Marin Cilic booked a spot in his first Australian Open final Thursday night in Melbourne easing past Brit Kyle Edmund 6-2, 7-6, 6-2.
Cilic, who made the Australian Open semifinals in 2010, never was broken in the match, and pounded 11 aces and only lost five points on first serve.
“I’m quite happy with the performance. Obviously when playing in the semifinals when there is a lot at stake and not losing a serve during the match is obviously big.”
After saving early break points, Cilic jumped out to an early break over the edgy Edmund and stayed in command. Edmund left the court for medical treatment after the first set, and played better in the second, but began fading in the third as Cilic upped his game. And the win moves the Croat to a new career-high ranking of No. 3.
“I’m playing much, much more aggressive,” said Cilic. “I’m feeling that I am, for most of the shots, hitting them really, really good. From the return, moving, forehand, backhand, serving, I think everything is in good, solid spot. Feeling really excited about the final, too.”
Edmund, despite the poor performance today which included 25 winners to 35 unforced, said he leaves with his head high after a breakout event.
“Obviously just disappointed I lost, but yeah, I mean, it’s been a really good couple of weeks for me,” said Edmund. “Just got the experience of going deep in a slam for the first time and all the stuff that comes with it. Playing a couple matches on Rod Laver.
“This type of tournament just gives you the bug to want more. You know, once you get a taste, it’s like, yeah, I want more of this. Definitely go away from the whole week feeling positive.
Cilic awaits the Friday winner between Roger Federer and the surprising 21-year-old Hyeon Chung.
Federer hasn’t dropped a set as he bids for 7th Australian Open final and 30th overall Grand Slam title match. This is the 11th time Federer has reached a Slam semifinal without losing a set, and fourth time in Australia.
“I think it’s an interesting match for me,” Federer said. “I’ll definitely have to look into how I need to play against him because he has some great qualities, especially defensively, like Novak has.
“One thing I know is I’m going to be playing aggressive. I don’t know how I’m going to do that exactly yet. I don’t know exactly how he returns and how he serves exactly.
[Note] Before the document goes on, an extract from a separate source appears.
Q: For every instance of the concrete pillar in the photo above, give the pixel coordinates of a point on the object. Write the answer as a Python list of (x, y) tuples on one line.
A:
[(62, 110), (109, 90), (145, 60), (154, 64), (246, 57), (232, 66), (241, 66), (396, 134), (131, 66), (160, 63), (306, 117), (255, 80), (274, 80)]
Those are two major aspects to the game. Those start the points.”
Chung, who had never before gone past the third round at a Grand Slam, is seeking a spot in his first career final at the tour-level, a feat last accomplished at a Slam by Jo-Wilfried Tsonga at the 2008 Australian Open. Chung is not only the first Korean man or woman to make a Slam quarterfinal, he’ll try to become just the third Asian player in a Slam final, after Li Na and Kei Nishikori.